It is a tossup between wildlife and sports. Both need long lens, highly performant sensors, great auto focus and reasonable speed. Wildlife often needs the longest lenses, sports need the fastest bodies. Indoor sports can be very tough because you need to maintain high shutter speeds in dim light with long lenses - territory of the 200mm f/2.0 and Nikon D4s or Canon 1DX bodies.
landscape can be very cheap because typically the lenses are stopped down a lot do cheaper lenses can be sufficient, you don't really care about speed, high ISO, focussing. However, at the high end it can be expensive. You often want the best possible sensor and detail, this may push you to medium format cameras, or at least a high end DSLR with great glass, TS lenses etc.
There are other costs. E.g. professional wildlife and landscape photographers typically need to travel to their subject, and might have to send months in places like Patagonia, Greenland, Borneo to get the desired shots.
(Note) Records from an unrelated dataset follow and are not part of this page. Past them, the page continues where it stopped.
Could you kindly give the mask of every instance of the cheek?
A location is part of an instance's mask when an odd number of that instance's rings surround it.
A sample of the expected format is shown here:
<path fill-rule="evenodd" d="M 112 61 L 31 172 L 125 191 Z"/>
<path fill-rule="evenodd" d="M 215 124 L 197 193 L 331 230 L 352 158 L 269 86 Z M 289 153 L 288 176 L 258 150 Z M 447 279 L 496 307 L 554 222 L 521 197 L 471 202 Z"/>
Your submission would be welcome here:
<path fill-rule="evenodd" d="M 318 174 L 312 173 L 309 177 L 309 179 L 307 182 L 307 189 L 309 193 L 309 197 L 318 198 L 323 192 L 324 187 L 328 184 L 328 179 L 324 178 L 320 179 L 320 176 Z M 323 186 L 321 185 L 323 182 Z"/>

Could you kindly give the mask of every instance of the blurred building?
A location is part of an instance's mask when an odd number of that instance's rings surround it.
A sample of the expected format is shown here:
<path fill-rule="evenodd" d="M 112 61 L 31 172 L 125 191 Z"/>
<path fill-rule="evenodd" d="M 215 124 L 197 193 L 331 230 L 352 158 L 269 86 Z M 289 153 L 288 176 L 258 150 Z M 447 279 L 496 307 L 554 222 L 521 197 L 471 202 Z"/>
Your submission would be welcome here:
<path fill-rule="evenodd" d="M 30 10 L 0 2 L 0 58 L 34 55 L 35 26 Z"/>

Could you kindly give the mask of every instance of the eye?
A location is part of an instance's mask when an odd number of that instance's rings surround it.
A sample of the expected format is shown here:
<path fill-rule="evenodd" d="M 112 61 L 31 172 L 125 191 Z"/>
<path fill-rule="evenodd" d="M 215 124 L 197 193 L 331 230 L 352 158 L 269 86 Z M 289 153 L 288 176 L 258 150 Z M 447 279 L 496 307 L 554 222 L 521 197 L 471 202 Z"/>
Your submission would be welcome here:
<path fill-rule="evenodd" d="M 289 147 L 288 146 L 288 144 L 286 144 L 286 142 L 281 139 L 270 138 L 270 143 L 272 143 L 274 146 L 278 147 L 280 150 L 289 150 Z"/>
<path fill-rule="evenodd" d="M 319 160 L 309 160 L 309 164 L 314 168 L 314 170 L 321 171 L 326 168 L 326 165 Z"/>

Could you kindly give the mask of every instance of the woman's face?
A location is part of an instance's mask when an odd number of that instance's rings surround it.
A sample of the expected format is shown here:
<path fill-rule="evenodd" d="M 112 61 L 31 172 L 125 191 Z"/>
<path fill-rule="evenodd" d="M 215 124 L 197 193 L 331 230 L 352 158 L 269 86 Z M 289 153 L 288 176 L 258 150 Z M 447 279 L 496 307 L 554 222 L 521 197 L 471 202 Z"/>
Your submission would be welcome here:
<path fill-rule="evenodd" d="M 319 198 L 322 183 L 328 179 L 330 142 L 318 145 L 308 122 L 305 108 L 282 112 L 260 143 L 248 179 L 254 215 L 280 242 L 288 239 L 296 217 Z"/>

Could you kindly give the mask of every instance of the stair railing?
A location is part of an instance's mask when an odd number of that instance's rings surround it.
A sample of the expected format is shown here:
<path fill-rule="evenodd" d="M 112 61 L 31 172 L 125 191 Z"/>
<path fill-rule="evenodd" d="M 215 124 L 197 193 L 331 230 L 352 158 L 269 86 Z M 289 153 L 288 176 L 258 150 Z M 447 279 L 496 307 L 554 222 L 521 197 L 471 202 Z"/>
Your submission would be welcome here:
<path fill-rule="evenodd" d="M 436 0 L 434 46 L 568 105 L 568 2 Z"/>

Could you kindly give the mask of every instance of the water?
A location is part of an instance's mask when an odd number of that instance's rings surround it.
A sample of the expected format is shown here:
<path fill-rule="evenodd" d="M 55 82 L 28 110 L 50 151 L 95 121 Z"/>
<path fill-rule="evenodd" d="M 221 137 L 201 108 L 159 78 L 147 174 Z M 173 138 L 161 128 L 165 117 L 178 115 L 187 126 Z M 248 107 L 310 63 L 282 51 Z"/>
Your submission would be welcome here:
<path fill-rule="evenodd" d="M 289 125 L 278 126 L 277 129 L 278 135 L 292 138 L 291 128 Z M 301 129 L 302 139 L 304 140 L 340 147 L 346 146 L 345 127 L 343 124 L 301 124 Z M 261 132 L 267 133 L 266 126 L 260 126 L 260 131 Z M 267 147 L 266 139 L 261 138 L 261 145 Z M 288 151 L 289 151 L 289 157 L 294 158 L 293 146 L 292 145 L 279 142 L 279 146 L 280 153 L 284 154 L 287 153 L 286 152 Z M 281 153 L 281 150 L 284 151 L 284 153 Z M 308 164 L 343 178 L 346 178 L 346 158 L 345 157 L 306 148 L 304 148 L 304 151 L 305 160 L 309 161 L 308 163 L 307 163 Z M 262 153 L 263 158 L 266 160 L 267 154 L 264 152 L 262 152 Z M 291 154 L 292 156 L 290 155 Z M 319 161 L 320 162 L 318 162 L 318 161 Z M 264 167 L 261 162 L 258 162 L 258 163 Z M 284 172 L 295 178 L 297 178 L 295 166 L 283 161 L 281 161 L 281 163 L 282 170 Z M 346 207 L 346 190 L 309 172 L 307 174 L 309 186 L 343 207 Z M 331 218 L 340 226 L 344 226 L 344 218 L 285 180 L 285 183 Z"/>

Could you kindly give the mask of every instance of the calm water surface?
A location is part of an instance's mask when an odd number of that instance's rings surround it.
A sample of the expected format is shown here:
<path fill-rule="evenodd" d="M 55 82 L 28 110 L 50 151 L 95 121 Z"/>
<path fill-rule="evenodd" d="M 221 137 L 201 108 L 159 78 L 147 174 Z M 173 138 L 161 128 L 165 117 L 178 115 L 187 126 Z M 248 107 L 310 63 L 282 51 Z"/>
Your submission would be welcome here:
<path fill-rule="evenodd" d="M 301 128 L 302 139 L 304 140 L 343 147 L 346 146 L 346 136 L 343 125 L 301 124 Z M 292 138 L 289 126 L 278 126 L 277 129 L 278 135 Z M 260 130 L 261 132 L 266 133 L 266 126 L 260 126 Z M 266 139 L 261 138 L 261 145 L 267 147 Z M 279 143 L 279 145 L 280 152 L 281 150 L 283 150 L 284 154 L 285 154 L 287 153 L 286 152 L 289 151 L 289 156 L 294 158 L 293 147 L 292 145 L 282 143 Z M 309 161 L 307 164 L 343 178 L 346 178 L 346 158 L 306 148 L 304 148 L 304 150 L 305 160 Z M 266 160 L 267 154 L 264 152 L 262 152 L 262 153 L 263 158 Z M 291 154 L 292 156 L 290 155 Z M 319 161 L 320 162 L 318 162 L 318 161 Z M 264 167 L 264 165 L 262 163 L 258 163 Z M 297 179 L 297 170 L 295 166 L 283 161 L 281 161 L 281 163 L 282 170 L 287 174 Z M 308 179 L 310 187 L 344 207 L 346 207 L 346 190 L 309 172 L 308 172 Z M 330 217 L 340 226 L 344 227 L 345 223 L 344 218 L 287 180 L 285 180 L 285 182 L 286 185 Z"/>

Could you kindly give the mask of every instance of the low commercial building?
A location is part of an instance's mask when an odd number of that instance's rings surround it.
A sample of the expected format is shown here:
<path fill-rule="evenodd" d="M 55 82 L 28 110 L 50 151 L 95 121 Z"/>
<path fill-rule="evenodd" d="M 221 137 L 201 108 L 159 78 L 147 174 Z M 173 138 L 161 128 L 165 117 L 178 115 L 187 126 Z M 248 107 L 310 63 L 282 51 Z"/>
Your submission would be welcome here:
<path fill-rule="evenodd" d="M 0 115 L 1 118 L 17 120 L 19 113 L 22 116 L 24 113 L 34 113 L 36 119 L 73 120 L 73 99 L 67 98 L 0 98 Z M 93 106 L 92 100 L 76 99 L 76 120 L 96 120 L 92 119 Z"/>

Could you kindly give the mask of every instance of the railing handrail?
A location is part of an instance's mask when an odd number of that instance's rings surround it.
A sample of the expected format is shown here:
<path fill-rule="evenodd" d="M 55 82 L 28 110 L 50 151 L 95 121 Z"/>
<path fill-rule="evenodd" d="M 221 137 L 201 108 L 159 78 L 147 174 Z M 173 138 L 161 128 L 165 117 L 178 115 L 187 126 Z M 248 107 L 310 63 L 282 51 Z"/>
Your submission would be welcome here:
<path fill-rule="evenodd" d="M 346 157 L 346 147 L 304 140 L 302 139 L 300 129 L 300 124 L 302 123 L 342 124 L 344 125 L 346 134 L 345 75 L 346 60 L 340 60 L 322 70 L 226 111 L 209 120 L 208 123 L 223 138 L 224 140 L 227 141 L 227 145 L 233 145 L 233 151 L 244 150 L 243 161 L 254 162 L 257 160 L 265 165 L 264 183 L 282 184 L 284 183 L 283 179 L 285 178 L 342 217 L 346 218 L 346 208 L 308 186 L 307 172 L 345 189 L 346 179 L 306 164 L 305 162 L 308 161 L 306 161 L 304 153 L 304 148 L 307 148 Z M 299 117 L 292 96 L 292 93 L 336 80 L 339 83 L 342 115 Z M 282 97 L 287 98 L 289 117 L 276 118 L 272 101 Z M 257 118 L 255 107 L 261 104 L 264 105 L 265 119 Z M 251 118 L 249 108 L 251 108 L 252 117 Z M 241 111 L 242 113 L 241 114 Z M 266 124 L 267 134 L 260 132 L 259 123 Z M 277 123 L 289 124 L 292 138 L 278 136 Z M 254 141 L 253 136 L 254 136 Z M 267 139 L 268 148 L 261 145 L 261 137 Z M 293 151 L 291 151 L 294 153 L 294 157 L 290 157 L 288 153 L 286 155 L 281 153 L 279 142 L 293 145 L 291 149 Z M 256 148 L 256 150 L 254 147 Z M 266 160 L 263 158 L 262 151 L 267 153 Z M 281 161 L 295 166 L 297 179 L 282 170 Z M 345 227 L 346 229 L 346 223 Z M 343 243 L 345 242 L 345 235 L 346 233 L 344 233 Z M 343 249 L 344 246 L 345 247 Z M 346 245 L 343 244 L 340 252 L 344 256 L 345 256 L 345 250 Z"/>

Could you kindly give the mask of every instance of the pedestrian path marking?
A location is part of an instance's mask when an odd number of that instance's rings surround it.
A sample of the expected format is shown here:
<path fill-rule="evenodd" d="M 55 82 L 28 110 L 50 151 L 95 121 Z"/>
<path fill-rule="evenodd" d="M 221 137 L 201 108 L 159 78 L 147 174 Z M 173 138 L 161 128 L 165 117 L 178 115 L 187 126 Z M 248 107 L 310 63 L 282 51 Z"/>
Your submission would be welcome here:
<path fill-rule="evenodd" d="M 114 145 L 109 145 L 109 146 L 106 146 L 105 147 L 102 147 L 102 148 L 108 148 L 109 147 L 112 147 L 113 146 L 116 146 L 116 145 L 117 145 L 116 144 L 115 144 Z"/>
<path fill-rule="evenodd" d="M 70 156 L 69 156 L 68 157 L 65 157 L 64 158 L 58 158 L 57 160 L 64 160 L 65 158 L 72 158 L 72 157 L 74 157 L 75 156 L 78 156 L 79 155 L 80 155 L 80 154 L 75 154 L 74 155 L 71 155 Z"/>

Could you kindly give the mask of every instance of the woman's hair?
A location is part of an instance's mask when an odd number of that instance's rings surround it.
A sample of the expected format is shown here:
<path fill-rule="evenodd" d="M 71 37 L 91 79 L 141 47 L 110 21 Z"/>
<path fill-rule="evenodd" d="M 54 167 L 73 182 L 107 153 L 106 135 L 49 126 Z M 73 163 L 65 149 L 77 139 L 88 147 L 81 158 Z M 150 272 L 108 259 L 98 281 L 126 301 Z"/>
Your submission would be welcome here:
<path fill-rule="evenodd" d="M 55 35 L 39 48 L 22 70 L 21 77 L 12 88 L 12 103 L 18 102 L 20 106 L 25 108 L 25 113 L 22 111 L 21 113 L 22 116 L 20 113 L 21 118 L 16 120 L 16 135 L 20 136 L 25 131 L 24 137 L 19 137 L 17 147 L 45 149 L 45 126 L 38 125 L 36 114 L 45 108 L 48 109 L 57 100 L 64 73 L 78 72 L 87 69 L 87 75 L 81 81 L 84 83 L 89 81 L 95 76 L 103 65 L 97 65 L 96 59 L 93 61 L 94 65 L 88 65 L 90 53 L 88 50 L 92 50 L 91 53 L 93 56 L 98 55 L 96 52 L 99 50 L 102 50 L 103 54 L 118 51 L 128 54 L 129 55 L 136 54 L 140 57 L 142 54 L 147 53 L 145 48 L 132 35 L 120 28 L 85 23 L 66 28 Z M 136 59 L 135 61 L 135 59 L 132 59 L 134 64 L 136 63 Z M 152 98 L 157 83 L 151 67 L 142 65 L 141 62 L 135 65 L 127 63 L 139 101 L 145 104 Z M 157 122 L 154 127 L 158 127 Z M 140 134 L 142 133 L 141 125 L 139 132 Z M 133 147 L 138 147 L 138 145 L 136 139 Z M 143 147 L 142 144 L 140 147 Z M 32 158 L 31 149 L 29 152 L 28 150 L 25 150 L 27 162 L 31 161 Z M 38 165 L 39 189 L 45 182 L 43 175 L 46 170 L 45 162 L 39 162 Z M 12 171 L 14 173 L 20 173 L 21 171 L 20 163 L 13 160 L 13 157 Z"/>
For rare animals the pros for national geographic can spend years and years of trekking through the Himalayas to find suitable subject and conditions.
Conversely street is easy if you live in or near a big city. Wedding work you get people asking to be photographed and they even pay you to do it, while a wildlife pro will have to fund their own trips and then try to sell the photos afterwards (unless they are very lucky NG togs etc.).